(The Center Square) — The Justice Department is taking Maine to court over its segregation of children with behavioral problems in hospitals and juvenile detention facilities, alleging civil rights violations.
A lawsuit filed by the Justice Department’s Civil Rights Division argues that Maine’s policy violates the Americans with Disabilities Act and the Supreme Court’s 1999 Olmstead ruling, which is aimed at ensuring that people with disabilities receiving government assistance aren’t needlessly isolated.
“The State of Maine has an obligation to protect its residents, including children with behavioral health disabilities, and such children should not be confined to facilities away from their families and community resources,” Kristen Clarke, an assistant attorney general with the Justice Department’s Civil Rights Division, said in a statement.
Mills administration officials say the state has worked to strengthen children’s behavioral health services and has cooperated with the Justice Department to address previous claims about the alleged violations.

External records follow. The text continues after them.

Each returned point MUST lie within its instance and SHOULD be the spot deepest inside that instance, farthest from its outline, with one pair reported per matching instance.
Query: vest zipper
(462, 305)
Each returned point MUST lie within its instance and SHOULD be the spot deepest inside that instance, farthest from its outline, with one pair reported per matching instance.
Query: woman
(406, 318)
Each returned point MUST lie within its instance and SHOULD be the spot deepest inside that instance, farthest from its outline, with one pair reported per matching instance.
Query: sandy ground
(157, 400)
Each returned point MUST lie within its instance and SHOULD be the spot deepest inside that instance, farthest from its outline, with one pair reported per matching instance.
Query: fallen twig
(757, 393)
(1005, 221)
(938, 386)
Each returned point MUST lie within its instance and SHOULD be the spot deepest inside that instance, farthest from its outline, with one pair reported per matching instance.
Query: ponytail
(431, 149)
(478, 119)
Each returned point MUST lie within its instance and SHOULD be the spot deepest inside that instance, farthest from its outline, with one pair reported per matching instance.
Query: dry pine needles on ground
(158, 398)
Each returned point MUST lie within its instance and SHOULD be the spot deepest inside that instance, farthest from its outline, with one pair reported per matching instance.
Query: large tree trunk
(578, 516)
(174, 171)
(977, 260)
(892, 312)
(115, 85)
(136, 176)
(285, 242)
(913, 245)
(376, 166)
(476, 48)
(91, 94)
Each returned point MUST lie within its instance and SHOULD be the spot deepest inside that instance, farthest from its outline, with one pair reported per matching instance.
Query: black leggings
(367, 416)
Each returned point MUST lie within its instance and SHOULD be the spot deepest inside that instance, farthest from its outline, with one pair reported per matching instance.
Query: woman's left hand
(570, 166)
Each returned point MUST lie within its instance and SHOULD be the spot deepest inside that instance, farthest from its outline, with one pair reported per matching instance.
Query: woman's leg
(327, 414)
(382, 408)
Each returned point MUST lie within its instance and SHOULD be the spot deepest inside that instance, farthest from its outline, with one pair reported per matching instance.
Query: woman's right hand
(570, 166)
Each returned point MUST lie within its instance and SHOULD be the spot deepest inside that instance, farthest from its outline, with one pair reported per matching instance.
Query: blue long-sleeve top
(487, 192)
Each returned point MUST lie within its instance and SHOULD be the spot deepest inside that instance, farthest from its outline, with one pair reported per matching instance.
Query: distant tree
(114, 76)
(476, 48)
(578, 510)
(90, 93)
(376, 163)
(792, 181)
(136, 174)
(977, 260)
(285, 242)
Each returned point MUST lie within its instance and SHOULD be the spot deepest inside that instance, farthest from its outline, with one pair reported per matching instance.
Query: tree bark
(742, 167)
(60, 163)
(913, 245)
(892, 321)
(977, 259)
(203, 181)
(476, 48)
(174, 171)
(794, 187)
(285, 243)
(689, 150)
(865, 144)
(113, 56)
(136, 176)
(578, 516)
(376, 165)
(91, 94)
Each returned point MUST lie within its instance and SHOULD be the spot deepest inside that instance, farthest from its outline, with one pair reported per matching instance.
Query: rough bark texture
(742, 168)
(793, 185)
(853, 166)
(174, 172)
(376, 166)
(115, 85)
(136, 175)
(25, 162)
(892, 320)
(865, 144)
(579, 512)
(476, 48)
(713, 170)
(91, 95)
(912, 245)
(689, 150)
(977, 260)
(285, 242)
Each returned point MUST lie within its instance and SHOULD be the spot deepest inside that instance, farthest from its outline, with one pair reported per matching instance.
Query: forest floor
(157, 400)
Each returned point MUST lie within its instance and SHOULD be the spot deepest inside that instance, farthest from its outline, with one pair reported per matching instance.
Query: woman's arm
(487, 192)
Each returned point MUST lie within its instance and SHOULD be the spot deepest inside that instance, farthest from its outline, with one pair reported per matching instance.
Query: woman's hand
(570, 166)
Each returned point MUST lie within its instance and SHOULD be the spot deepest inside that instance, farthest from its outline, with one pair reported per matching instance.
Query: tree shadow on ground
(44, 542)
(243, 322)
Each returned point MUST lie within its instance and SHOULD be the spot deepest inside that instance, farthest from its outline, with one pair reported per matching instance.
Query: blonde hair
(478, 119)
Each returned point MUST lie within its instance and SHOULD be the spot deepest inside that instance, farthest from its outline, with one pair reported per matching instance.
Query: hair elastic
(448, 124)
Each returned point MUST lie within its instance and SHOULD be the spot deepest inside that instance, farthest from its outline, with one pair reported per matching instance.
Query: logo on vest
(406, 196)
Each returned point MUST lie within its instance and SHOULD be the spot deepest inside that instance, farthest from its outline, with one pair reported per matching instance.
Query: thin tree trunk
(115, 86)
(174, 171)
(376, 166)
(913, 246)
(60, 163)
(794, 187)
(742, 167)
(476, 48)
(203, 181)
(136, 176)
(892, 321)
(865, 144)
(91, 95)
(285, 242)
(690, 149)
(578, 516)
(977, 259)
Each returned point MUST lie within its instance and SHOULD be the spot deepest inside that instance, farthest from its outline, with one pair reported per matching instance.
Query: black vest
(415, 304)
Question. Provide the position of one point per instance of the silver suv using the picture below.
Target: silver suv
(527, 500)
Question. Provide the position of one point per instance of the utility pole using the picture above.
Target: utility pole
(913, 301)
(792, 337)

“We are deeply disappointed that the U.S. DOJ has decided to sue the state rather than continue our collaborative, good-faith effort to strengthen the delivery of children’s behavioral health services,” Lindsay Hammes, a spokesperson for the state Department of Health and Human Services, said in a statement. “The State of Maine will vigorously defend itself.”
The ADA and the Olmstead decision require states to ensure the services they provide for children with disabilities are available in the most integrated setting appropriate to each child’s needs, according to the Justice Department. That includes assistance with daily activities, behavior management and individual or family counseling that can help prevent a child from being institutionalized during a mental health crisis.
A 2022 Justice Department investigation found that Maine’s community-based behavioral health system fails to provide sufficient services. As a result, hundreds of children are “unnecessarily segregated in institutions each year, while other children are at serious risk of entering institutions,” according to a DOJ report.
As a result, Maine children end up in hospitals or residential facilities, including the state-operated juvenile detention facility, Long Creek Youth Development Center, to receive behavioral health services.
Others are at serious risk of entering these facilities as their families struggle to keep them home despite the lack of necessary services, the lawsuit alleges.
“Families across Maine must be able to access local community-based services for their children with behavioral health disabilities,” U.S. Attorney Darcie N. McElwee for Maine, said in a statement. “The alleged violations identified by the Justice Department must be remedied so that these children and their families can obtain services in their own communities, as required by the Americans with Disabilities Act.”
Disability advocates, who have been urging the Justice Department to crack down on Maine for years, praised the lawsuit and hoped it would force the state to make the long-awaited changes to the system.
“Twenty-five years after the landmark Supreme Court decision Olmstead v. L.C., which found that unnecessarily segregating people with disabilities into institutional settings violates the Americans with Disabilities Act, Maine children and their families are still waiting for a legally compliant behavioral health system,” Atlee Reilly, managing attorney at Disability Rights Maine, said in a statement.
“And despite calls for more than a decade to ensure the availability of those services, Maine has failed to do so,” Reilly said. “Unfortunately, this lawsuit was the necessary result of that continued failure.”